The response text is embedded in the ChatResponse object returned by generativeAiInferenceClient.chat(). To extract text from the ChatResponse you may try the snippet shown below.

public String extractResponseText(ChatResponse chatResponse) {
    // get BaseChatResponse from ChatResponse
    BaseChatResponse bcr = chatResponse
            .getChatResult()
            .getChatResponse();
    // extract text from the GenericChatResponse response type
    // GenericChatResponse represents response from llama models
    if (bcr instanceof GenericChatResponse resp) {
        List<ChatChoice> choices = resp.getChoices();
        List<ChatContent> contents = choices.get(choices.size() - 1)
                .getMessage()
                .getContent();
        ChatContent content = contents.get(contents.size() - 1);
        if (content instanceof TextContent textContent) {
            return textContent.getText();
        }
    }
    throw new RuntimeException("Unexpected ChatResponse");
}

Now, let’s invoke the above methods with a prompt about Java memory leaks.

String prompt = "How do I troubleshoot memory leaks?";
ChatResponse response = generateResponse(prompt);
System.out.println(extractResponseText(response));

To validate our work, we should have the assistant up and running:

Use your IDE’s capabilities to manage the lifecycle of a Maven project or quickly run mvn verify in a terminal window. This action will create the troubleshoot-assist-1.0.0.jar file inside the target directory.
Launch the application via mvn exec:java -Dexec.mainClass=JavaTroubleshootingAssistant.

Our chatbot replies with the following:

The age-old problem of memory leaks! Troubleshooting memory leaks can be a challenging and time-consuming process, but with the right tools and techniques, you can identify and fix them. Here's a step-by-step guide to help you troubleshoot memory leaks:

**Preparation**

1. **Understand the symptoms**: Identify the symptoms of the memory leak, such as:
	* Increasing memory usage over time
	* Performance degradation
	* Crashes or errors due to out-of-memory conditions
2. **Gather information**: Collect relevant data about the system, application, and environment, including:
	* Operating system and version
	* Application version and architecture (32-bit or 64-bit)
	* Memory configuration (RAM, virtual memory, and paging file settings)
3. **Choose the right tools**: Select the tools you'll use to troubleshoot the memory leak, such as:
	* Memory profiling tools (e.g., Visual Studio, Valgrind, or AddressSanitizer)
	* System monitoring tools (e.g., Task Manager, Performance Monitor, or top)
	* Debugging tools (e.g., gdb, WinDbg, or Visual Studio Debugger)

**Step 1: Monitor System Resources**

1. **Track memory usage**: Use system monitoring tools to track memory usage over time, including:
	* Total memory usage
	* Memory usage by process or application
	* Memory allocation and deallocation patterns
2. **Identify memory-intensive processes**: Determine which processes or applications are consuming the most memory.

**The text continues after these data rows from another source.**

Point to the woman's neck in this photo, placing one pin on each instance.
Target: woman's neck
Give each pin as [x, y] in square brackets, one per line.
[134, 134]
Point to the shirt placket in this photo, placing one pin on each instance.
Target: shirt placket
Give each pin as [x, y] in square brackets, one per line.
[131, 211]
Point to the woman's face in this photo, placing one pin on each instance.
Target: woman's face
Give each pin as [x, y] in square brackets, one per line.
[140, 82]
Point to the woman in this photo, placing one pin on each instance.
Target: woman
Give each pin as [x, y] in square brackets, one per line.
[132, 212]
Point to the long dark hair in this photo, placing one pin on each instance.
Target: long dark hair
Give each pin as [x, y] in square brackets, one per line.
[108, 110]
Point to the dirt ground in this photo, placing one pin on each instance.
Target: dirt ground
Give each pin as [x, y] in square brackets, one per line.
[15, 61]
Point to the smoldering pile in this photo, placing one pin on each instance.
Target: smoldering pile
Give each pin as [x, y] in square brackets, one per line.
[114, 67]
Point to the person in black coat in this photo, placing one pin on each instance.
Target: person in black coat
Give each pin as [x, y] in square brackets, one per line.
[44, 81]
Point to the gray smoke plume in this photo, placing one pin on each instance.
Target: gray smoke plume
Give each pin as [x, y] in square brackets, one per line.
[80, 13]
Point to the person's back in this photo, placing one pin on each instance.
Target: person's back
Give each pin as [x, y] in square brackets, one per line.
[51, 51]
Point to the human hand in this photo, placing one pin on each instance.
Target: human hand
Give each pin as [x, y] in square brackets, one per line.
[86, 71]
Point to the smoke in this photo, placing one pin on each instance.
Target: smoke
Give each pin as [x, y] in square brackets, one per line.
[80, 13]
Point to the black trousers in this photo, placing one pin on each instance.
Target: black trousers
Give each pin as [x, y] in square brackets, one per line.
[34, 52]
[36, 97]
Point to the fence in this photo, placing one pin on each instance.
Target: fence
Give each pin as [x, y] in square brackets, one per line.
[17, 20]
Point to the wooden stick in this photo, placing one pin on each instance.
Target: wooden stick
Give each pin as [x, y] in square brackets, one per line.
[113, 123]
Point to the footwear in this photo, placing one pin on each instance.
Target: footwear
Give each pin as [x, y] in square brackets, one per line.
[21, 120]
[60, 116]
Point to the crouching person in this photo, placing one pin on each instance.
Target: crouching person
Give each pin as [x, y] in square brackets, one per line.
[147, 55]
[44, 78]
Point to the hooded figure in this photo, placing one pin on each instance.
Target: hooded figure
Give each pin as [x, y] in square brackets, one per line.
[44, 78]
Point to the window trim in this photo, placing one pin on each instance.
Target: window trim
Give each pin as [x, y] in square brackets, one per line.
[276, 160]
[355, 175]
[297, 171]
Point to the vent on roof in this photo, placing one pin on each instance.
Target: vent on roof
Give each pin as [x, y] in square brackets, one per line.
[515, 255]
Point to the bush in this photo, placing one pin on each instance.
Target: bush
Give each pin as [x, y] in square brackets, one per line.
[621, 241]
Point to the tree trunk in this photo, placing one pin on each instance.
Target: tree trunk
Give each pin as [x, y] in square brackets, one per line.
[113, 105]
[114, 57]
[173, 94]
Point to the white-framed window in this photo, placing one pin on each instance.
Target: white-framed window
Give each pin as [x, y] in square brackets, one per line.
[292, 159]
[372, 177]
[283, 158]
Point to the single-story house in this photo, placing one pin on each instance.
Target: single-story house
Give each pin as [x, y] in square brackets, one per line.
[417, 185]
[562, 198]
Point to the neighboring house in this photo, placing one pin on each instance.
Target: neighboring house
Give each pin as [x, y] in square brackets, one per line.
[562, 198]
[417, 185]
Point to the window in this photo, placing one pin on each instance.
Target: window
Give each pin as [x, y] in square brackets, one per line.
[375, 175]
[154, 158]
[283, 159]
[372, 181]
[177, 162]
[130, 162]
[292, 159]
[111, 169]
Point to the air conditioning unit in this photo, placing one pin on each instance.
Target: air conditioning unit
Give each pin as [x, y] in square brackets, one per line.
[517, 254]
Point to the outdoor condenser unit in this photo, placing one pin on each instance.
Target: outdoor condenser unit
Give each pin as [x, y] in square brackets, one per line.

**Step 2: Analyze Memory Allocations**

1. **Use memory profiling tools**: Run memory profiling tools to analyze memory allocations and identify potential leaks.
2. **Collect memory dumps**: Collect memory dumps or snapshots to analyze memory allocation patterns.
3. **Analyze memory allocation patterns**: Look for patterns of memory allocation and deallocation, such as:
	* Memory allocated but not released
	* Memory allocated repeatedly without being released
	* Large memory allocations

**Step 3: Inspect Code and Data Structures**

1. **Review code**: Inspect the code for potential memory leaks, focusing on areas with high memory allocation and deallocation activity.
2. **Check data structures**: Verify that data structures, such as arrays, lists, or trees, are properly managed and released.
3. **Look for circular references**: Identify potential circular references that could prevent memory from being released.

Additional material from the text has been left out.